Still Aiming Higher
'As we own our power, that positive attitude and desire to aim higher as African descended transwomen is taking hold in our ranks. It demands that we not only represent ourselves to the best of our abilities, but step up to the challenge of being compliments to Black womanhood and not considered detriments to it.' TransGriot 'Aiming Higher' October 19, 2011.
Those sentiments I expressed in that October 2011 post are still getting rousing AMENs from many of my Black trans sisters who read those words and have thanked me for writing them. You have brought it to my attention that I'm not alone in wanting a transition path for girls like us that taps into Black womanhood at its finest and encourages us to be the best women we can be and how we achieve it.
Our cis sisters want that for us as well as we conceive in our collective minds what that transition path looks like when it's applied to our own lives. We also have to consider how that fits in with the new Black trans paradigm that's developing in this decade.
There are hard, solid thinking and ongoing conversations going on in our ranks concerning the subject of Black trans womanhood and where we fit in the overall scheme of things. While some of us get this point, some of our trans sisters have been slow to realize this and it needs to be stressed in Black trans world.

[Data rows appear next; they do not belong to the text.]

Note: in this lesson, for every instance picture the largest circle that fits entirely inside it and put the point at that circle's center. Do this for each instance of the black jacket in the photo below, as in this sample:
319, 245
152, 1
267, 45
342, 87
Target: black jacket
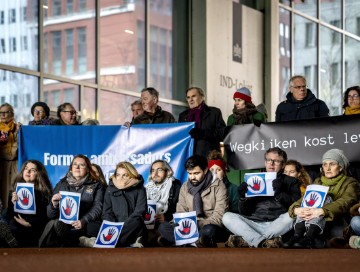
91, 201
268, 208
124, 205
159, 117
213, 126
310, 107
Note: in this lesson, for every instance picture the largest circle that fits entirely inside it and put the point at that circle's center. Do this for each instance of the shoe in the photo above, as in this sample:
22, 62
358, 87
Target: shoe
305, 242
272, 243
291, 241
354, 242
5, 233
162, 242
138, 243
86, 241
236, 241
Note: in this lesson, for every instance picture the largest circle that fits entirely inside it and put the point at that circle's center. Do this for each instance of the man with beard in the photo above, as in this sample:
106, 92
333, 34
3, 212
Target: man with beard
163, 188
205, 194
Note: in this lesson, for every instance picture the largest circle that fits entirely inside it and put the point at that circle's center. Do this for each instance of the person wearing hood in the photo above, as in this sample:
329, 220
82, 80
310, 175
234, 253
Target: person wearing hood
300, 103
124, 201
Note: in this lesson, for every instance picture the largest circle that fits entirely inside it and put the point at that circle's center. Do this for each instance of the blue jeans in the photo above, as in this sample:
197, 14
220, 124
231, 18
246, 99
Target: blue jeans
255, 232
355, 224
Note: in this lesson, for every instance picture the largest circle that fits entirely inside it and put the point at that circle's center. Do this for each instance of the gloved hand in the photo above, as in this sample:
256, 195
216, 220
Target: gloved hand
196, 133
277, 184
242, 189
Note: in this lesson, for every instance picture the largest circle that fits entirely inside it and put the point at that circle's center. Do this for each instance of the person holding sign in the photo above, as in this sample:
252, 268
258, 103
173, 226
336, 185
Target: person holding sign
343, 192
205, 194
80, 179
125, 201
263, 219
26, 225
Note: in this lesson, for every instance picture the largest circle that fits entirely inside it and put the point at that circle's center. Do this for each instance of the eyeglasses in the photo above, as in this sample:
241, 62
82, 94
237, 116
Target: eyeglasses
299, 87
159, 170
355, 96
32, 170
276, 162
81, 165
5, 112
71, 112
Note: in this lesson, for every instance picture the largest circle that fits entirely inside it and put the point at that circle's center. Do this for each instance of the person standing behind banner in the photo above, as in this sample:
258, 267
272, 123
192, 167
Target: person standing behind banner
67, 115
82, 179
300, 103
136, 110
153, 113
125, 201
41, 112
262, 220
9, 130
24, 230
352, 101
343, 193
206, 195
217, 165
163, 188
209, 124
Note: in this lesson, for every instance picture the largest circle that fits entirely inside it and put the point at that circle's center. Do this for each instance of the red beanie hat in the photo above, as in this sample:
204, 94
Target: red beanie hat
244, 94
219, 163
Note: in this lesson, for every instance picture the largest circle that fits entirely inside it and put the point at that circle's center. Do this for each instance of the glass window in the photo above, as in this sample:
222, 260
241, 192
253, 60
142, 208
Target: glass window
330, 71
119, 49
21, 92
305, 55
352, 59
69, 51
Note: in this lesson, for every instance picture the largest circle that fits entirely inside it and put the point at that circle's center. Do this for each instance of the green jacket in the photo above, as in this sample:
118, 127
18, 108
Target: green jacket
348, 195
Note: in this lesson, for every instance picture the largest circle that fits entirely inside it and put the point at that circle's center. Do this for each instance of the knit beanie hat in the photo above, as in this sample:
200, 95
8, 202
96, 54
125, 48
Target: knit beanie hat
243, 93
43, 105
338, 156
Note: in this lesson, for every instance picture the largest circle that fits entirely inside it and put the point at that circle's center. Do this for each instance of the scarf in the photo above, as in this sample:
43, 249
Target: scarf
353, 110
195, 115
74, 182
196, 191
9, 129
334, 184
160, 193
244, 116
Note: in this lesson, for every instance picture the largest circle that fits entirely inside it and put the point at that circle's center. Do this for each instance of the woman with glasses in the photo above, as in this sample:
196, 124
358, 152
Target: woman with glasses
41, 113
352, 101
316, 224
125, 201
67, 115
24, 229
82, 179
9, 129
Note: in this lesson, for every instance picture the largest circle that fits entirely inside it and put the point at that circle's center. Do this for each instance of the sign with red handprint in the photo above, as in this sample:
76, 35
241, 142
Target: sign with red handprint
109, 234
149, 217
25, 198
260, 184
186, 230
314, 196
69, 206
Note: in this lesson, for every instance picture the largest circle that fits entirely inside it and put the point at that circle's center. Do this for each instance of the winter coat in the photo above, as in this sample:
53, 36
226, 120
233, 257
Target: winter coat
310, 107
215, 203
269, 208
91, 200
159, 117
214, 127
341, 203
126, 204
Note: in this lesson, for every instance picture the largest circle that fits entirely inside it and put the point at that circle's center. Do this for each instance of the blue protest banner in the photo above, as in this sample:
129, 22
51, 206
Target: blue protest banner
55, 147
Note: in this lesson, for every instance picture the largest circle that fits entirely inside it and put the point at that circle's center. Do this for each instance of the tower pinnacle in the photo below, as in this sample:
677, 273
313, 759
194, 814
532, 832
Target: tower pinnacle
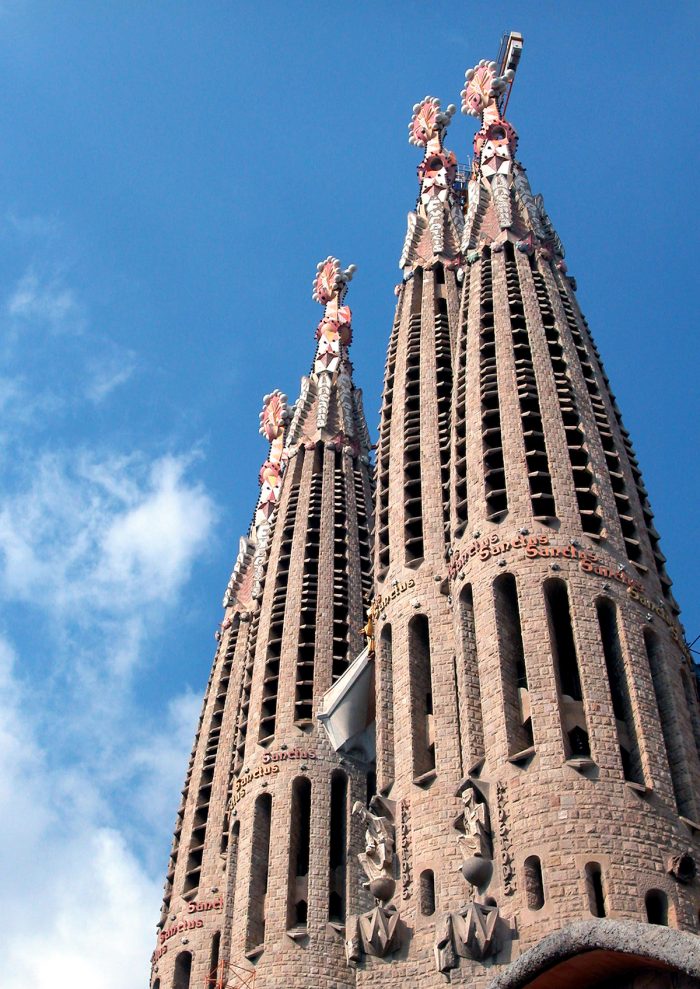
434, 228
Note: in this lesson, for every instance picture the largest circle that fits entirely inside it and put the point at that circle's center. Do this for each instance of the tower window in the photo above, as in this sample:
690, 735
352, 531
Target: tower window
214, 960
338, 847
537, 462
421, 696
513, 670
427, 893
471, 714
268, 708
656, 904
534, 886
566, 668
594, 887
306, 643
675, 750
259, 871
385, 724
619, 691
183, 970
299, 846
413, 489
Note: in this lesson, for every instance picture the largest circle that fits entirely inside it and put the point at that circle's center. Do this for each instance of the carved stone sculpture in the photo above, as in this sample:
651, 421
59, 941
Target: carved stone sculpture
377, 932
377, 860
475, 839
469, 933
682, 867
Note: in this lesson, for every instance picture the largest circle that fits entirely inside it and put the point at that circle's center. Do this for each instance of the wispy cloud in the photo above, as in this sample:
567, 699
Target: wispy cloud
89, 894
45, 302
97, 546
107, 374
104, 533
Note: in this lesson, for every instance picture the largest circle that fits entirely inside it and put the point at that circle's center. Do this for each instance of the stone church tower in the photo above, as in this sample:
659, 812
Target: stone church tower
452, 731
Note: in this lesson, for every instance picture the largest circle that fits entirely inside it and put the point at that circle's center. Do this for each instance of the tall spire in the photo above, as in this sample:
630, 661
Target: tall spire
435, 227
329, 406
497, 179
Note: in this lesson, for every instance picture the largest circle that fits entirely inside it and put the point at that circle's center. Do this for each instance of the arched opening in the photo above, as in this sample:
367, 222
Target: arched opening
427, 893
299, 845
214, 960
233, 857
421, 697
385, 698
594, 888
516, 699
471, 715
673, 741
338, 847
259, 871
656, 904
413, 489
533, 882
371, 785
566, 668
619, 691
183, 970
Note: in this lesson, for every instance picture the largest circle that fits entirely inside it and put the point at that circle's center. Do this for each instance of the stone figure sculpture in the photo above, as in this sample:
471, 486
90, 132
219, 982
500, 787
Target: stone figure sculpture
378, 857
377, 932
475, 839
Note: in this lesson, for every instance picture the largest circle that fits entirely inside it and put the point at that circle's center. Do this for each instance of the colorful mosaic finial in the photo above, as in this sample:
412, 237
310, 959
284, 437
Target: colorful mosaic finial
483, 89
438, 211
429, 123
335, 329
495, 170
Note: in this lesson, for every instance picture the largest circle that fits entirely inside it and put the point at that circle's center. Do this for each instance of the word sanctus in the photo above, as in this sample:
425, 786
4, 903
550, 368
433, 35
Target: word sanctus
243, 781
291, 754
198, 907
184, 925
379, 604
490, 546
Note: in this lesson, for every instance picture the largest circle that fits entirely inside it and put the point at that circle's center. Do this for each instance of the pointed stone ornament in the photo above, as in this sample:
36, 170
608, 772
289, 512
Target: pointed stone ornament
433, 231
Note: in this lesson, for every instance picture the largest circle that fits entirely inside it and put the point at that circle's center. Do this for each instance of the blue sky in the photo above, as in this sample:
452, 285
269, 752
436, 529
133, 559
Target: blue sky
170, 174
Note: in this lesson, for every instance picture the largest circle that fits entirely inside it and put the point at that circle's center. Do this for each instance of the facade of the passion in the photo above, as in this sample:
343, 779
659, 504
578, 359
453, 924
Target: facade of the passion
452, 731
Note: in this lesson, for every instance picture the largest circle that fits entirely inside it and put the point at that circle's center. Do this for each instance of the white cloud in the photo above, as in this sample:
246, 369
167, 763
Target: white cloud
106, 375
83, 908
109, 534
45, 302
96, 549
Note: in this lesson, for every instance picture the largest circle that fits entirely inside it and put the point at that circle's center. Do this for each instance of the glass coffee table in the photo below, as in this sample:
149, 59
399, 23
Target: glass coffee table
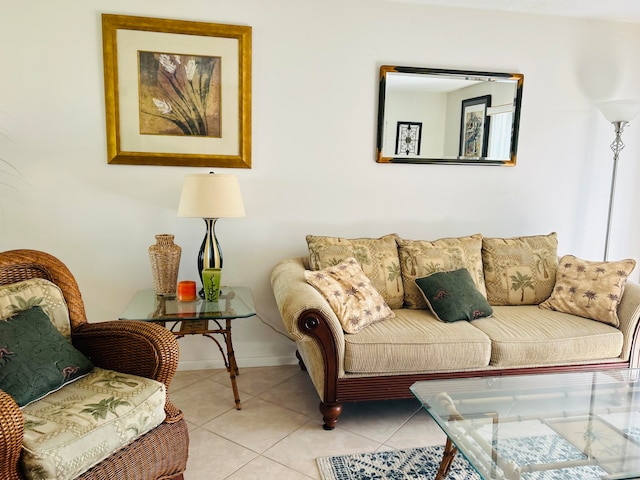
579, 425
198, 317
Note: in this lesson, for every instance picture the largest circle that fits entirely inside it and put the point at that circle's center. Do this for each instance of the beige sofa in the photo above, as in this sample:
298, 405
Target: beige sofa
383, 359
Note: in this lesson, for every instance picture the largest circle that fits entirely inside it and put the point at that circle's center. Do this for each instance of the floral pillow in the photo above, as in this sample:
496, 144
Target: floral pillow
520, 270
352, 297
590, 289
35, 359
23, 295
378, 258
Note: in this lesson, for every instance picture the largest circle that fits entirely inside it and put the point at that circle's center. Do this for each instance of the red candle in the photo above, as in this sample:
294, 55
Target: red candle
187, 291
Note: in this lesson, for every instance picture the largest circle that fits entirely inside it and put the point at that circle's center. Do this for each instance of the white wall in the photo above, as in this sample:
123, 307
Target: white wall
315, 70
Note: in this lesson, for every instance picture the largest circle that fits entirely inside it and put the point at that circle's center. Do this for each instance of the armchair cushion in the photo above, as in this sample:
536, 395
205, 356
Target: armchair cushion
35, 359
69, 431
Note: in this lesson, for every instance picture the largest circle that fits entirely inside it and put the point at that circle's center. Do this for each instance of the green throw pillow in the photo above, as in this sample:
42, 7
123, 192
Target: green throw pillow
453, 296
35, 358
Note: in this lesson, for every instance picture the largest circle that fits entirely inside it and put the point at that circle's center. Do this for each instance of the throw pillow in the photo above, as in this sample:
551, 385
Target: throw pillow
378, 258
520, 270
419, 258
590, 289
23, 295
351, 295
453, 296
35, 358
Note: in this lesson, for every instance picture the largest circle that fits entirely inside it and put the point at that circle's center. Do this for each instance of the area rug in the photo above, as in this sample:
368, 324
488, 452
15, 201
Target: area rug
423, 463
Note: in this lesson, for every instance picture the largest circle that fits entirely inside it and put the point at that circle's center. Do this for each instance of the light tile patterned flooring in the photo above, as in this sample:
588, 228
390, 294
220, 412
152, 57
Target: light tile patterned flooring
278, 433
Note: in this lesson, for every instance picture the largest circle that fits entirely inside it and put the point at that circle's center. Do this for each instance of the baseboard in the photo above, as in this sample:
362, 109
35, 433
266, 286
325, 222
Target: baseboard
246, 362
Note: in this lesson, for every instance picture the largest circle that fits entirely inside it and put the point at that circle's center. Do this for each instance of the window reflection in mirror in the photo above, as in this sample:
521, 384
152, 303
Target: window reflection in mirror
448, 116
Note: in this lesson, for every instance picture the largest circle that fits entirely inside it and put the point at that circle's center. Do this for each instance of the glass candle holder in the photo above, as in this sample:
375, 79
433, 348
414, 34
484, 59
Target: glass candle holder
186, 291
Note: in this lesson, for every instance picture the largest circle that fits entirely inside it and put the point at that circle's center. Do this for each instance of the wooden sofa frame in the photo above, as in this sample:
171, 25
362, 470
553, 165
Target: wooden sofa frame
340, 390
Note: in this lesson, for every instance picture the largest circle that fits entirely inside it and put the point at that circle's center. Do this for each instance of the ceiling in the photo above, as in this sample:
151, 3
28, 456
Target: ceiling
612, 10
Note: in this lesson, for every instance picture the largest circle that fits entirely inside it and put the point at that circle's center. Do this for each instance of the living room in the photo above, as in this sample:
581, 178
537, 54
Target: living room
315, 70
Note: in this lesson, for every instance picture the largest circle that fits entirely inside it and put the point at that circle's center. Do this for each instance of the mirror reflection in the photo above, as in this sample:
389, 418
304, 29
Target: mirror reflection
428, 115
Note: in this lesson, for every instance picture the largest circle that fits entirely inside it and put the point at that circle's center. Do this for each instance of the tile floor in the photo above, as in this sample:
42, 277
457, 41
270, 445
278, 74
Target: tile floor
278, 433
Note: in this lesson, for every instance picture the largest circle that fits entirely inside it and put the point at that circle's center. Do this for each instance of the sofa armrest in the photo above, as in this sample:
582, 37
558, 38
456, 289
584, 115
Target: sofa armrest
295, 297
308, 318
11, 432
129, 346
629, 314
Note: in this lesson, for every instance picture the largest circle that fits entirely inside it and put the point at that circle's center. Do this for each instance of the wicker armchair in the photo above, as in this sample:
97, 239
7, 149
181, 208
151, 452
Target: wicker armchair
137, 348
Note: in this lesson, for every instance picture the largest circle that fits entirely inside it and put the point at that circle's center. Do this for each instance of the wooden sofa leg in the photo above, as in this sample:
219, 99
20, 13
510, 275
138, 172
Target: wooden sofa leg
330, 414
303, 367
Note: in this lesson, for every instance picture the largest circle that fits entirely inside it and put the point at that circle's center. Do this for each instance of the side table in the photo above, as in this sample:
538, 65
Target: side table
199, 317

One of the things we must burn into our brains before we swallow those first estrogen pills or take our first shots is that Black womanhood comes with a legacy of struggle, history and pride we must do our utmost to live up to.
It's not about a silicone enhanced body, being estrogen based lifeforms, over the top hypersexualized people, legendary ballroom divas, elegant pageant queens or getting SRS, it's living our lives and interacting with the world as African-American women standing tall and having pride in that legacy.
I want our cis African-American sisters to know that as proud New Black Transwomen, we have our own ongoing history of struggle and a renewed interest in discovering, telling and sharing our own sense of who we are. We recognize that legacy of struggle that cis Black women have endured and are working hard to be worthy of Black womanhood.
And as a Black trans community leader, I'm doing my part to role model what I'm preaching for mine and the next generation of trans women.
Each girl like us, just like her cis counterparts, has the option of choosing what type of woman she wishes to project to the world. The problem is that many of us have only been exposed to the hypersexualized girls like us and not ones who have chosen a different path of projecting Black trans womanhood to the world.
We Black girls like us as we attempt to project the type of woman we wish to be to the world have to grapple with and conquer shame, guilt and fear issues. We have to overcome a predominately negative media image, a lack of visible positive Black trans roles models and four centuries of negativity aimed at cis African descended women that affects how our femininity is judged.
We also have to be cognizant of the fact Black girls like us have our choices in terms of the type of woman we wish to project to the world and they will get harshly scrutinized and judged by the worst that we produce, not the best among us.
That choice of the type of women we project to the world comes with the pressure of knowing it can possibly can affect for good or ill whether our marginalized trans community gets human rights coverage. It's why I stress and repeatedly say like a mantra that Black trans women need to be compliments to Black womanhood and not considered detriments to it.
Some of the reservations of cis Black women concerning trans women aren't predominately faith based or harboring on jealousy, but hinge on in their minds their fear we transwomen aren't taking Black womanhood seriously enough. I submit that the faster we African descended girls like us slay those concerns and we are considered compliments to Black womanhood, the sooner that the cis Black feminine community will embrace their trans sisters.
Then again there will be always be a cadre of cis Black women that no matter what we do or become those finer specimens of womanhood that Sharon Davis asked us to become back in the late 80's, they're still gonna hate for whatever reason, so bump them.
We Black girls like us need to aim higher not only for ourselves, but for the cis women who are and do consider us their sisters, friends and allies.
And by doing so, it will result in us being better Black women of trans experience better able to navigate all the communities we intersect and interact with.